Vevencia WILSON, Plaintiff-Appellee,
v.
Charles WILSON, Defendant-Appellant.
No. 894DC513.
Court of Appeals of North Carolina.
April 17, 1990.*355 Larry J. Miner, Jacksonville, for plaintiff appellee.
Paul A. Hardison, Jacksonville, for defendant appellant.
PHILLIPS, Judge.
On 15 October 1987 plaintiff brought this action for a divorce from bed and board. Though defendant was never served with the summons and complaint nor with the alias and pluries summons, which were duly issued, when the matter came on for hearing on 29 December 1987 a judgment for divorce from bed and board that defendant consented to was entered. On 20 January 1988 plaintiff was killed in an automobile accident. On 26 July 1988 defendant moved to set the consent judgment aside, asserting that he was not then represented by counsel and was not advised of the judgment's effect, and that at the time the judgment was entered the parties had resumed the marital relationship. Following a hearing, defendant's motion for relief under Rule 60(b), N.C. Rules of Civil Procedure, was denied. We affirm.
Defendant's principal argument that the court had no jurisdiction over him since he was never served with process has no basis. By signing the consent judgment, which he admits, defendant made a general appearance in the case and thus submitted himself to the jurisdiction of the court. M.G. Newell Company, Inc. v. Wyrick, 91 N.C.App. 98, 370 S.E.2d 431 (1988); Blackwell v. Massey, 69 N.C.App. 240, 316 S.E.2d 350 (1984).

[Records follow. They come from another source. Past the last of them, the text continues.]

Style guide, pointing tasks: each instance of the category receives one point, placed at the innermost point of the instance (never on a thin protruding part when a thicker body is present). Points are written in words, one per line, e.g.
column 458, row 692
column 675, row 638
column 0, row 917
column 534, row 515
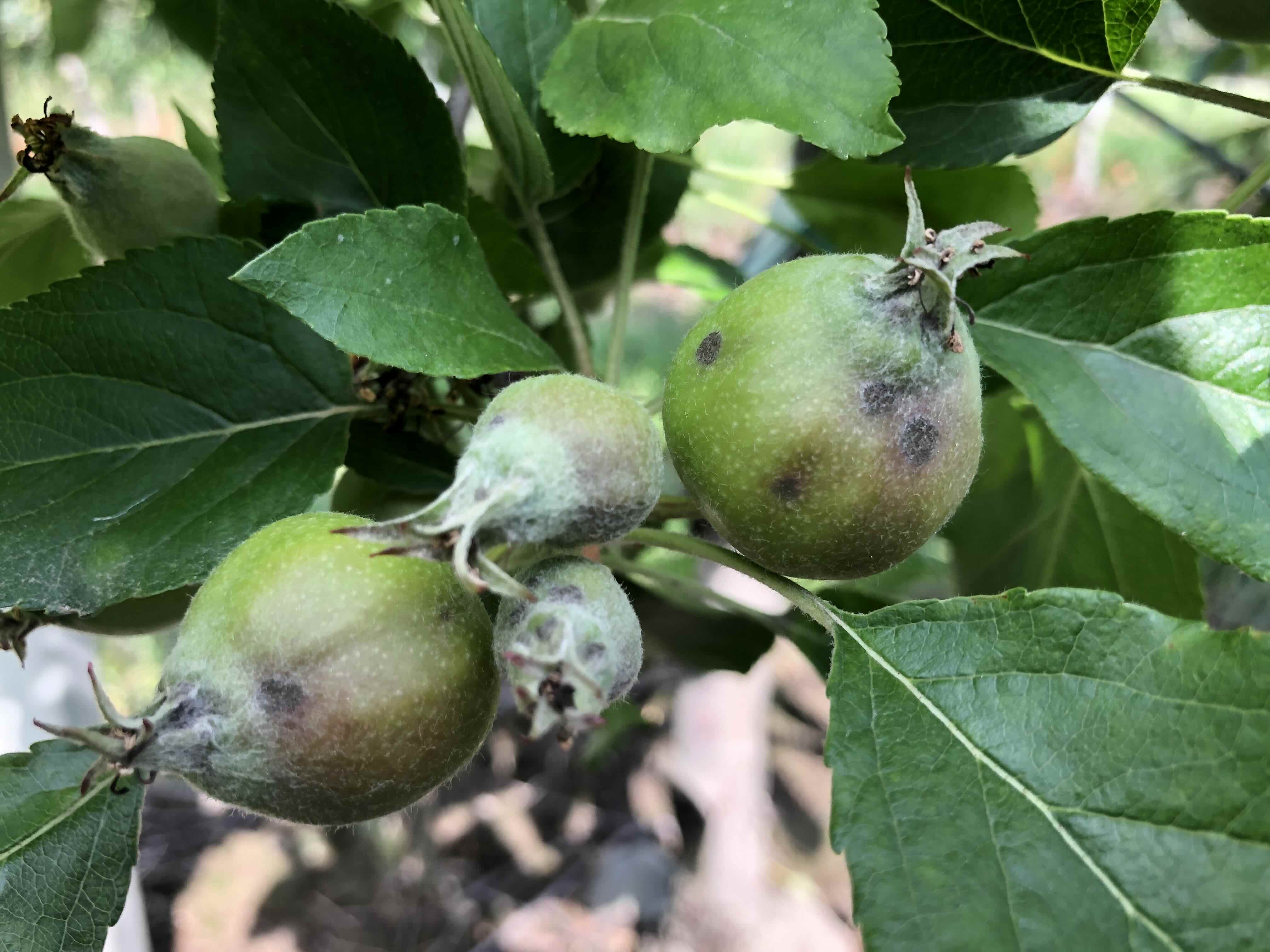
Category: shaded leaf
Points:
column 981, row 82
column 524, row 35
column 315, row 105
column 860, row 207
column 401, row 461
column 660, row 73
column 153, row 414
column 65, row 861
column 407, row 287
column 1051, row 771
column 205, row 149
column 586, row 226
column 1235, row 600
column 1143, row 344
column 704, row 638
column 37, row 248
column 511, row 129
column 512, row 262
column 1037, row 518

The other grounds defendant asserts state no basis for judicial relief: Obtaining counsel if he needed one was his responsibility, not the plaintiff's or the court's; and having participated in obtaining the judgment by misrepresenting to the court that the parties were separated, rather than reconciled, is no ground for releasing him from the judgment. Furthermore, except for the jurisdictional contention the motion was addressed to the sound discretion of the trial court, Sink v. Easter, 288 N.C. 183, 217 S.E.2d 532 (1975), and no abuse is apparent. Harris v. Harris, 307 N.C. 684, 300 S.E.2d 369 (1983).
Affirmed.
HEDRICK, C.J., and GREENE, J., concur.